John Barleycorn Must Die (Island, 1970) è il quarto album dei Traffic, ma non nacque con questo intento: prodotto dalla Island venne infatti progettato come disco solista di Steve Winwood dal titolo “Mad Shadows”, salvo poi quest’ultimo rendersi conto di avere bisogno dell’aiutino dei vecchi compagni (ma solo dopo aver suonato da solo tutte le parti strumentali di “Stranger to Himself”!)  

Qui i Traffic hanno completamente catturato lo spirito rinato di una generazione che si è votata al rivoluzionario, nel decennio più tumultuoso degli anni Sessanta. Le influenze blues sono evidenti come nei lavori precedenti, anche se sottomesse a favore di un piano jazz edulcolorato e dalle più numerose intrusioni del flauto. In questo capolavoro gli artefici sono essenzialmente tre: il vocalist factotum Steve Winwood alla chitarra e alle tastiere, il percussionista Jim Capalbio e Chris Wood al sax e agli strumenti a fiato.

La strumentale Glad” esplode in faccia gli ascoltatori in forma marcatamente jazz, avanzando progressivamente in accordi incastrati e pause al tempo di sax e pianoforte, mentre Capaldi sincronizza il tutto con una ritmica trainante. Le differenze coi lavori precedenti sono subito palesate e sono sostanziali: le canzoni sono più lunghe e più sviluppate musicalmente. La continuazione naturale è “Freedom Rider” ma la voce di Winwood qui irrompe malinconicamente col piano: si tratta di una melodia orecchiabile evidenziata dal flauto e dal sax a costruire un crocevia di emozioni soul e funky (“Like a hurricane around your heart when earth and sky are torn apart”).

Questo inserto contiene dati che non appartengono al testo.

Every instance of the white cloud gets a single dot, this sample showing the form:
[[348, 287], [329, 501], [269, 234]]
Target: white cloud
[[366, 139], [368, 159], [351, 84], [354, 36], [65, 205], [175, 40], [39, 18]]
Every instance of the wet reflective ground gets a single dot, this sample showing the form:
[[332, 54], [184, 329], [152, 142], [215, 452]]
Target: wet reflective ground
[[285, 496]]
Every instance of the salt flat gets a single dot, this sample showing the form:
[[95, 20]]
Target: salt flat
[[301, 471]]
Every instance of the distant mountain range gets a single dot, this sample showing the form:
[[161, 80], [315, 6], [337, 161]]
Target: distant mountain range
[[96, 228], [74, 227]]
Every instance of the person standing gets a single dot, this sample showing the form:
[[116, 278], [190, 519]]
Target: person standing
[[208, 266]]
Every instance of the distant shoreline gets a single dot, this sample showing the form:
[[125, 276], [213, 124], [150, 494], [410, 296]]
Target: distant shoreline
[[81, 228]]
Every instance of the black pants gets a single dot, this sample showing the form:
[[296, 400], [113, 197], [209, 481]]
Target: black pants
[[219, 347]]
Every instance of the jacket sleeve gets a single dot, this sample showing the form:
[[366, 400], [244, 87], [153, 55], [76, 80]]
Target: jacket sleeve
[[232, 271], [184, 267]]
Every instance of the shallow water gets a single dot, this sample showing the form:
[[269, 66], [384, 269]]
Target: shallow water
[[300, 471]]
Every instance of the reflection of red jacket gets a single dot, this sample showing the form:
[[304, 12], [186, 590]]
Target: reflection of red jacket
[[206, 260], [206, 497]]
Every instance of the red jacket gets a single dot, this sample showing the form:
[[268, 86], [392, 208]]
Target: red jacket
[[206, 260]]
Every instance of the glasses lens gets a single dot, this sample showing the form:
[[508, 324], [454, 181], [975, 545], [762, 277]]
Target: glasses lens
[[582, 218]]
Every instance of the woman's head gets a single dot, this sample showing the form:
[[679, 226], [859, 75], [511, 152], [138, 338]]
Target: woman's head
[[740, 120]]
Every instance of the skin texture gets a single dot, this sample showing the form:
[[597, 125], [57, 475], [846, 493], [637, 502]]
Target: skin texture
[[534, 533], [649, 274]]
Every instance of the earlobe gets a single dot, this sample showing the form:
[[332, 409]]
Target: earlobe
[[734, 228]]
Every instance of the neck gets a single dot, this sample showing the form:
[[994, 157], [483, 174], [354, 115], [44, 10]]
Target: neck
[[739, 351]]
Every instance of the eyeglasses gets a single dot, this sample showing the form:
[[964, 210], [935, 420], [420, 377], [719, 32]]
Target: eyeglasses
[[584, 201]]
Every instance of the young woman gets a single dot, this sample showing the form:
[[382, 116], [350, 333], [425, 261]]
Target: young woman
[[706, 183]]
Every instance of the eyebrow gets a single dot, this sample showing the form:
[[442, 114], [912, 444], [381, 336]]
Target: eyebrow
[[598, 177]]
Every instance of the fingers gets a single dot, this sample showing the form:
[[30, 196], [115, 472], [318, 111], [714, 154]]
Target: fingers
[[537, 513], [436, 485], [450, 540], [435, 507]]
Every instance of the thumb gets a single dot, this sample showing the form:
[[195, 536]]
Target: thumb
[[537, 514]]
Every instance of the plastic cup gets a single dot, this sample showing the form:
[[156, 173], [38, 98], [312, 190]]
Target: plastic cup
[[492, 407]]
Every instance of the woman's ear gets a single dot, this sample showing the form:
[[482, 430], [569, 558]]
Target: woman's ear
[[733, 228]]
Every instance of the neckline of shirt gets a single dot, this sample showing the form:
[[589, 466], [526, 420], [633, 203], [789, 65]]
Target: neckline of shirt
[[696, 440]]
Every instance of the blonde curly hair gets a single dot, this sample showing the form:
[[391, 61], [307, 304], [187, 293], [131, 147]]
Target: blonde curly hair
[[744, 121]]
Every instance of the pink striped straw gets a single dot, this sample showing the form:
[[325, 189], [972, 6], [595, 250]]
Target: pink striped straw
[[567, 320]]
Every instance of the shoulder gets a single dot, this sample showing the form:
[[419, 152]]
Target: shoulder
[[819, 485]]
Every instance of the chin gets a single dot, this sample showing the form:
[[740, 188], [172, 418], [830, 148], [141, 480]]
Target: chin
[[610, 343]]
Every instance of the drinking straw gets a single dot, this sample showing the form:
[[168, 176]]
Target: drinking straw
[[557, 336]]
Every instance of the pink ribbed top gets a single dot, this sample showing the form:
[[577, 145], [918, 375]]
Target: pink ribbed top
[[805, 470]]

Nelle seguenti due tracce il traffico cambia strada e si sposta dalla corsia del jazz a quella del rock.Empty Pages” presenta la combinazione edificante organo / basso: qui non c’è neanche un sussurro di sax perché la cavalcata tastieristica di Winwood lo renderebbe superfluo. Il nobile organo clericale riporta alla mente i Genesis, così come la voce soul di Steve sembra ricalcare Gabriel… Ma è un manierismo debole che ben si sopporta. “Stranger To Himself“, d’altro canto, in una strana giustapposizione di pennellate blues e country dai toni Southern Rock (Allman Brothers in pole), inizia tramite un celere fingerpicking per poi trasformarsi in un ibrido non ben catalogabile. Il leggendario produttore Chris Blackwell (fondatore della Island Records) ha descritto una volta Steve Winwood come “Ray Charles sotto elio” e qui pare di capirne il perchè… La sua voce ha una timbrica davvero particolare.

L’agreste John Barleycornè una moderna interpretazione di una canzone popolare britannica del XV secolo (già oggetto di diverse poesie e di cover da parte di artisti come Fairport Convention e Steeleye Span, per citarne alcuni) e narra in senso figurato la morte e resurrezione dello Spirito del Grano, qui personificato come un uomo che è stato brutalmente assassinato. Essa appare umilmente come una canzone folk con flauto, chitarra acustica e pianoforte ma è la voce di Steve Windwood che rende questo brano un assoluto masterpiece (una scommessa vinta l’idea di Wood di inserirla nell’album). Il traffico viene poi lasciato alle spalle e raggiungiamo la nostra meta con “Every Mother’s Son“, un pezzo che oscilla tra R&B e gospel e si distingue dagli altri brani anche per un effetto leslie della chitarra: una chiusura dignitosa e orecchiabile, ma non memorabile se non per un gran bel testo (“together we will go and see what waits for us, a backdoor to the universe that opens doors”).

John Barleycorn Must Die è stato il primo disco d’oro della band e ha raggiunto il numero 5 della classifica senza il beneficio di neanche un solo singolo di successo. Un must-have di ogni collezione rock!